Солис вздохнул, наполнил стаканы, и приятели выпили.

– Вы, видимо, устали от революций? – осторожно осведомился Луис Сервантес.

– Устал?… Мне двадцать пять лет и здоровья, как видите, хоть отбавляй! Разочаровался?… Пожалуй.

– У вас, должно быть, есть на то причины.

– «В конце дороги сад мечтал увидеть, а встретился с болотом на пути». Друг мой, бывают события и люди, которые способны вызвать только горечь. И эта горечь капля по капле просачивается в сердце, омрачая и отравляя все: веру, надежды, идеалы, радости! Вам остается одно – либо стать таким же бандитом, как вот эти, либо сойти со сцены, заключив себя в неприступных стенах звериного эгоизма.

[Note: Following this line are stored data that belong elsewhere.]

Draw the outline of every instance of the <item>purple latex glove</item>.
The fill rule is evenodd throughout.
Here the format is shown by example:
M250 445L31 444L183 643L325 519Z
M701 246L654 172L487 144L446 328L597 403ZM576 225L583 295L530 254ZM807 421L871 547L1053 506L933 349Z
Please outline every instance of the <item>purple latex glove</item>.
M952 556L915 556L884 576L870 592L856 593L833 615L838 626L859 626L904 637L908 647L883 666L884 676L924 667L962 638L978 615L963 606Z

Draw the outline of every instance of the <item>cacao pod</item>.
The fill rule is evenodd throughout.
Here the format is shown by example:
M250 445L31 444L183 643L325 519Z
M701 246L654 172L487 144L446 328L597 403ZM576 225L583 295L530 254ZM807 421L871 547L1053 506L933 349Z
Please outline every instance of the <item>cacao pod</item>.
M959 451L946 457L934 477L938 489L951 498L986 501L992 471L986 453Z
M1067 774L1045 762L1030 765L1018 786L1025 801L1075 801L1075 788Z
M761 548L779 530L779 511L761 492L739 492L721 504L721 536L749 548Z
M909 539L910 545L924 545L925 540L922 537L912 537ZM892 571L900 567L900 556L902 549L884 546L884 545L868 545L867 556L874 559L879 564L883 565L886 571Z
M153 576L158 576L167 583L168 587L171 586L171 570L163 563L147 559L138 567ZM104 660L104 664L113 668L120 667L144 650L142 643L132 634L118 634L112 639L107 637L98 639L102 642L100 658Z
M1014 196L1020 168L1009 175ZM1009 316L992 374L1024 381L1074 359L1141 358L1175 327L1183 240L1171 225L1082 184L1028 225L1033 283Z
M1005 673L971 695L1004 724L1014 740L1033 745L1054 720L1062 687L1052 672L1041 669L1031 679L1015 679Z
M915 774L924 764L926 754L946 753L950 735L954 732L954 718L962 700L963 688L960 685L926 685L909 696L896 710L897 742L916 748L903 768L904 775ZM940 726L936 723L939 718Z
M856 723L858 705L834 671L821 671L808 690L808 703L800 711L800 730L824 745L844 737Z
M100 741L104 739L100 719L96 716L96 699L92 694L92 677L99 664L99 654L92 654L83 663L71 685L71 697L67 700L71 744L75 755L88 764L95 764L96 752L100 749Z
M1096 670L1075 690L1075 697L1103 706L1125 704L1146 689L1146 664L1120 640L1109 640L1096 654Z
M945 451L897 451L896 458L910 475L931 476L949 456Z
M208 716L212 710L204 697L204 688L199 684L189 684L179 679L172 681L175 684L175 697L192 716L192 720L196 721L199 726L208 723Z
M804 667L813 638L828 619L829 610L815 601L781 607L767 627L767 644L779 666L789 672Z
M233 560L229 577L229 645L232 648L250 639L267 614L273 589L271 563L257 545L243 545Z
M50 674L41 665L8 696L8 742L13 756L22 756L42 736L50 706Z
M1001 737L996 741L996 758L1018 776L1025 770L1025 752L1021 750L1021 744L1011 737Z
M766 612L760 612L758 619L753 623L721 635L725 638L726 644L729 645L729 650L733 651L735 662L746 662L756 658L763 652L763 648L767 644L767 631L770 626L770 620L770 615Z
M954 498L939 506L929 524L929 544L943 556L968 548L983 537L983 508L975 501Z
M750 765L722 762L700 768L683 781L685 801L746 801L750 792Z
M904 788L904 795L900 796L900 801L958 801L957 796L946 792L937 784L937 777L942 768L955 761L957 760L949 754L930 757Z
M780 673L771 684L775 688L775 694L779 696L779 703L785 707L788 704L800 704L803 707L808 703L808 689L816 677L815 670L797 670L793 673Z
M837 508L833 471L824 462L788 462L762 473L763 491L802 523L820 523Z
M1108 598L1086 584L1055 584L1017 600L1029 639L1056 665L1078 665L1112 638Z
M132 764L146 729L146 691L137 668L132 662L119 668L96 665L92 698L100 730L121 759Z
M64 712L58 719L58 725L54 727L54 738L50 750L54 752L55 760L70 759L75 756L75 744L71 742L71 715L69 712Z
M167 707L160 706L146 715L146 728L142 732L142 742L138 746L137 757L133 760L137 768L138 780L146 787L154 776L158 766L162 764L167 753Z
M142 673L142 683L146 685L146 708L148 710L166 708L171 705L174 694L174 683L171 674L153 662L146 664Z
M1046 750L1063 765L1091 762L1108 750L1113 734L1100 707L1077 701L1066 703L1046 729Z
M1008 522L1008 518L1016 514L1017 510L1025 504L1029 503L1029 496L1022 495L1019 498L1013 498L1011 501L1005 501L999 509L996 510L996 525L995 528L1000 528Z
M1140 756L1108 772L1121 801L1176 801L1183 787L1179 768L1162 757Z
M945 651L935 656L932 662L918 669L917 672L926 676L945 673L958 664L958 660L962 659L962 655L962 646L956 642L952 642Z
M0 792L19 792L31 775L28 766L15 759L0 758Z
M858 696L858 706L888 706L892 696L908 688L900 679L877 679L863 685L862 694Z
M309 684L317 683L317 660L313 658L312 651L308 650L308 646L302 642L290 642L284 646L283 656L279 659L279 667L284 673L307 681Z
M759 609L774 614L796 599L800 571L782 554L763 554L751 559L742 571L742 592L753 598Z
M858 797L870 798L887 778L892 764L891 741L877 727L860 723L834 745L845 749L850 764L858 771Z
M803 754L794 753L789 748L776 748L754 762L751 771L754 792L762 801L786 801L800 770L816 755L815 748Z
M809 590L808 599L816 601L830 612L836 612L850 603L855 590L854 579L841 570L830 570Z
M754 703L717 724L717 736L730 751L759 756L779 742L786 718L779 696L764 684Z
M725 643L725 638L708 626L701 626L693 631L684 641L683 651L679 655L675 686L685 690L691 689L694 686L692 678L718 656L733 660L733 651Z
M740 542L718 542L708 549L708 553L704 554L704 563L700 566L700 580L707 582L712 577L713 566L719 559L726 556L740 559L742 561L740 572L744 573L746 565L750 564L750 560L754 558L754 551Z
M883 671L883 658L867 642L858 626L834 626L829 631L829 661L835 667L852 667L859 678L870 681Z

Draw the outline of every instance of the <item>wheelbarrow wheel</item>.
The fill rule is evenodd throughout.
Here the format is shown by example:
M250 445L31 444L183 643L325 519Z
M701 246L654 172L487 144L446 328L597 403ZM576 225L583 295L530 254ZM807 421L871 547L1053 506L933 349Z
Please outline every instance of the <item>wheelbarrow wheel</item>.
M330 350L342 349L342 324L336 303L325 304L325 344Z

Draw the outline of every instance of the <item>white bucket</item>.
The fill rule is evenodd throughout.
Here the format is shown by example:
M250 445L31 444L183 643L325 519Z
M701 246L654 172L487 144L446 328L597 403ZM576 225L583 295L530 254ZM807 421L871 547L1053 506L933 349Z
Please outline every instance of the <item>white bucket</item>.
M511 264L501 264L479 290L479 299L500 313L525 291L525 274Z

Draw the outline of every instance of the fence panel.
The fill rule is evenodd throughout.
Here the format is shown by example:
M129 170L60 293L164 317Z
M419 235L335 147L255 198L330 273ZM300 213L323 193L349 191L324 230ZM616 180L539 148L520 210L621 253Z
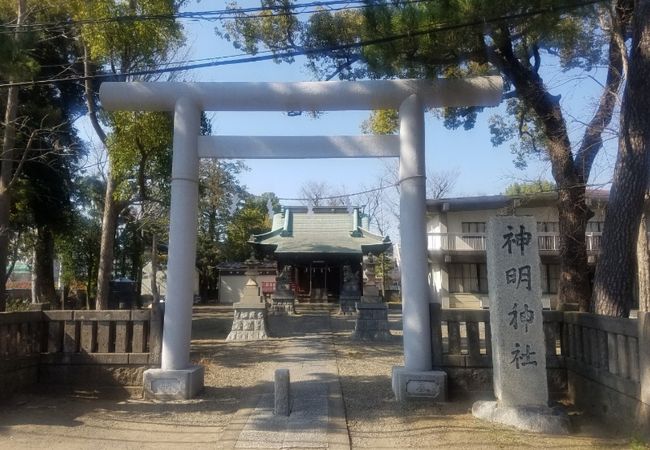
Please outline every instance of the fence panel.
M109 363L115 361L114 357L107 356L110 354L149 351L150 310L43 311L42 314L47 327L44 351L51 356L83 354Z

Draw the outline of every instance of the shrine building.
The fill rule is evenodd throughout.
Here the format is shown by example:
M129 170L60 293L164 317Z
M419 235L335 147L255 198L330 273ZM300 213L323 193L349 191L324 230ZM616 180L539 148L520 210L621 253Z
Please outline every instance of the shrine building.
M368 231L368 217L358 208L285 207L275 214L271 231L249 241L258 255L291 265L299 301L335 302L343 283L343 266L362 273L362 257L391 247L387 236ZM361 278L361 276L360 276Z

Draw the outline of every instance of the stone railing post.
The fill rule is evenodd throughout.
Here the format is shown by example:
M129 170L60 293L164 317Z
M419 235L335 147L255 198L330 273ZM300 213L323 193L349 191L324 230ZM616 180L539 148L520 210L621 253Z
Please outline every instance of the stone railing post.
M639 311L639 383L641 398L650 415L650 312Z
M433 368L442 367L442 305L440 303L429 304L431 314L431 356Z
M160 303L151 306L149 319L149 364L160 366L160 354L162 353L162 330L163 330L163 307Z

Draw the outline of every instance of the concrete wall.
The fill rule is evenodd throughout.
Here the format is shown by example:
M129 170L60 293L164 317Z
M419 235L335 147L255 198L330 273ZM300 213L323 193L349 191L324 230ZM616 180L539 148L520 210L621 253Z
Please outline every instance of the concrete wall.
M587 414L605 417L624 432L650 436L650 405L567 371L567 397Z
M38 355L0 360L0 399L38 382Z
M0 397L33 385L139 388L161 343L158 308L0 313Z
M447 373L449 394L456 398L493 399L494 385L491 368L442 367ZM551 399L562 399L567 392L567 370L547 369L548 392Z

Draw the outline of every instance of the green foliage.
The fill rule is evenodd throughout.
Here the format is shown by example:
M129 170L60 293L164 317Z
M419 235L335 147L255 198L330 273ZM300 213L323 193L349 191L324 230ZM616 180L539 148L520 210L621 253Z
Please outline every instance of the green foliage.
M227 227L224 256L229 261L244 261L251 254L248 243L251 235L271 229L271 219L267 210L267 198L250 197L233 214Z
M88 297L94 298L105 186L95 177L79 177L74 186L73 219L67 231L57 236L55 248L61 260L63 284L85 286Z
M278 6L275 15L267 12L263 18L253 18L242 13L225 26L228 33L224 36L247 51L307 49L312 52L307 56L307 66L317 78L485 75L495 66L503 69L499 58L503 57L500 47L504 43L511 45L520 63L535 71L541 58L548 56L556 56L563 70L591 70L606 63L609 36L599 20L606 20L607 13L599 5L575 7L566 0L377 0L359 10L323 9L299 21L300 16L288 14L287 5L295 5L294 1L262 3ZM544 13L526 15L538 10ZM335 48L363 41L376 43ZM508 92L512 74L502 73ZM490 130L494 145L512 142L516 165L524 167L530 156L544 157L548 142L546 130L541 129L539 118L530 109L531 99L516 94L508 102L507 117L492 118ZM470 129L481 110L446 108L442 118L448 128ZM394 118L392 112L375 112L364 122L363 131L392 133L396 129Z
M129 199L139 192L149 197L153 185L169 197L173 123L169 113L120 111L111 114L108 138L113 176L120 180L118 195Z
M509 99L506 105L507 117L494 114L488 120L492 145L510 142L510 152L515 157L513 163L518 169L526 168L531 157L548 159L548 137L539 118L520 100Z
M204 133L209 133L205 122ZM209 298L218 288L217 265L224 261L227 227L239 200L246 195L238 175L247 170L241 161L202 160L199 164L199 229L196 264L201 297Z
M394 109L373 111L361 124L365 134L395 134L399 129L398 113Z
M29 311L31 300L29 298L16 298L7 300L6 312Z
M557 185L548 180L537 180L530 183L513 183L504 192L505 195L530 195L543 192L555 192Z
M164 61L182 44L181 27L173 16L183 1L72 0L72 19L82 21L80 35L96 64L117 74L151 67ZM105 20L114 17L124 20ZM156 20L128 20L129 16L158 16Z
M650 444L642 437L635 436L630 439L630 449L631 450L646 450L650 448Z
M17 14L15 0L0 0L0 20L3 24L15 24ZM37 38L36 33L0 33L0 79L25 80L36 75L39 64L30 50Z

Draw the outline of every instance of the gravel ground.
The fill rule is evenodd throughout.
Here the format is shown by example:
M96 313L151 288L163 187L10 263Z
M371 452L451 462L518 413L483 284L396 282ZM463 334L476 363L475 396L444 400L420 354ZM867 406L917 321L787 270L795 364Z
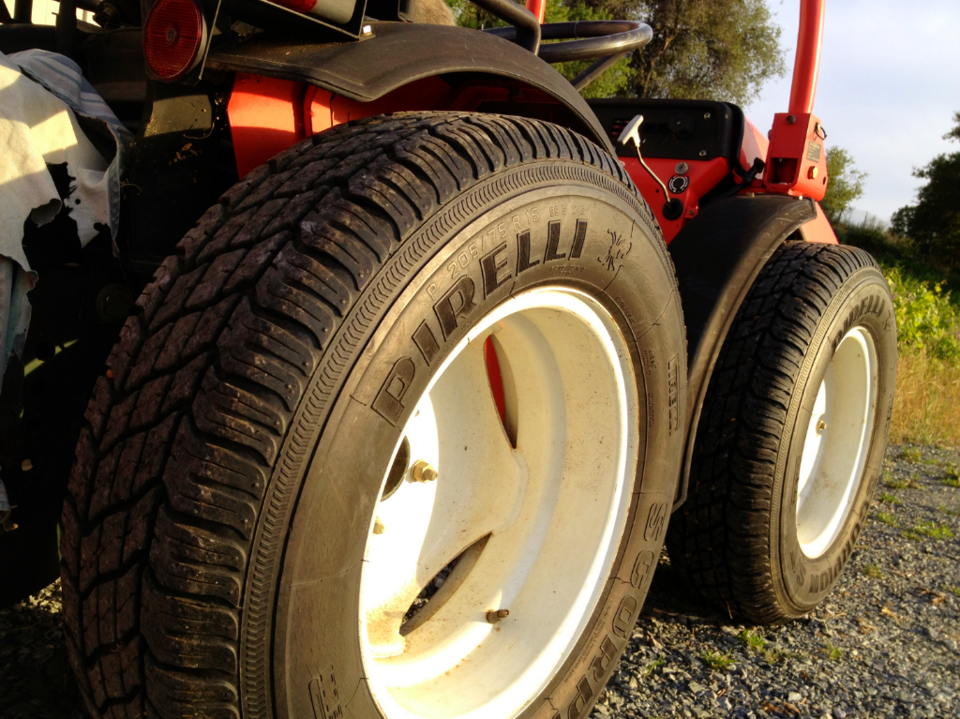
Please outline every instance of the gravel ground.
M960 450L891 447L887 463L859 548L805 619L740 624L664 556L591 719L960 716ZM0 611L0 719L87 716L59 611L57 584Z

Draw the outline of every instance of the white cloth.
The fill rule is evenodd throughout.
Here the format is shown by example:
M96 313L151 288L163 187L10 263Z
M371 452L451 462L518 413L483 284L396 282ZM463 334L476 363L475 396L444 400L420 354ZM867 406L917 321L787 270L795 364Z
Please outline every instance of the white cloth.
M116 145L104 158L77 121L79 113ZM80 246L119 225L120 172L132 139L72 60L28 50L0 53L0 387L11 353L20 354L30 321L27 292L36 283L23 251L27 218L52 221L64 205L48 165L66 165L70 218Z

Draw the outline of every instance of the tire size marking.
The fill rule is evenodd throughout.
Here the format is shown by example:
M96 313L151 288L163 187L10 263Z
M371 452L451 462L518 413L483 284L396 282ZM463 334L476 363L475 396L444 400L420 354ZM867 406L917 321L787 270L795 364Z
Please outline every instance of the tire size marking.
M500 223L500 224L503 224L503 223ZM492 235L493 233L494 233L494 230L491 230L487 234ZM457 256L450 261L450 263L447 265L447 272L450 273L451 280L457 279L457 277L459 277L463 272L465 272L467 267L470 266L471 260L474 260L480 256L480 253L483 251L483 248L487 244L486 241L487 241L486 235L482 236L479 241L474 240L473 242L468 244L465 249L460 250ZM492 241L492 237L491 237L491 241ZM433 294L431 294L430 296L432 297Z

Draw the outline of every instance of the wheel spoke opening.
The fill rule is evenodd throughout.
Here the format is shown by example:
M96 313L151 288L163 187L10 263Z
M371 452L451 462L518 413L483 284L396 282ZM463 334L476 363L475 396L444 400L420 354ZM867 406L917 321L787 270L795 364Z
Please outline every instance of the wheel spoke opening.
M408 469L410 469L410 440L404 437L394 455L393 464L390 465L387 483L383 487L383 494L380 495L381 502L390 499L400 489Z
M490 335L483 343L484 359L486 360L487 377L490 380L490 391L493 401L503 424L503 431L510 441L510 446L517 446L517 386L513 378L510 360L503 350L503 345L495 335Z
M470 570L477 565L489 539L489 534L478 539L430 580L407 610L403 624L400 625L400 636L405 637L416 631L443 608L447 600L466 581Z

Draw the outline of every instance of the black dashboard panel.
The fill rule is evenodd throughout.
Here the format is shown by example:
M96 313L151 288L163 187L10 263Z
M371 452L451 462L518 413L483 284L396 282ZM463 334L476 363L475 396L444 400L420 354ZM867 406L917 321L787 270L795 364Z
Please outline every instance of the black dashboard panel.
M743 141L743 111L736 105L709 100L590 100L600 124L620 157L634 157L633 146L617 142L621 130L636 115L644 157L677 160L736 160Z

Луису Сервантесу этот разговор явно был не по душе: он делал над собой усилие, слушая столь неуместные и несвоевременные речи. Чтобы поменьше говорить самому, он попросил Солиса рассказать, что именно вызвало в нем такое разочарование.

– Что? Мелочи, пустяки: неприметный для других жест, мгновенная гримаса, блеск глаз, сжатые губы, случайная двусмысленная фраза. Но все это вместе, жесты, слова, если объединить их в логическое и естественное целое, вдруг преобразуются и превращаются в страшный и в то же время уродливо-комический облик целой расы… порабощенного народа.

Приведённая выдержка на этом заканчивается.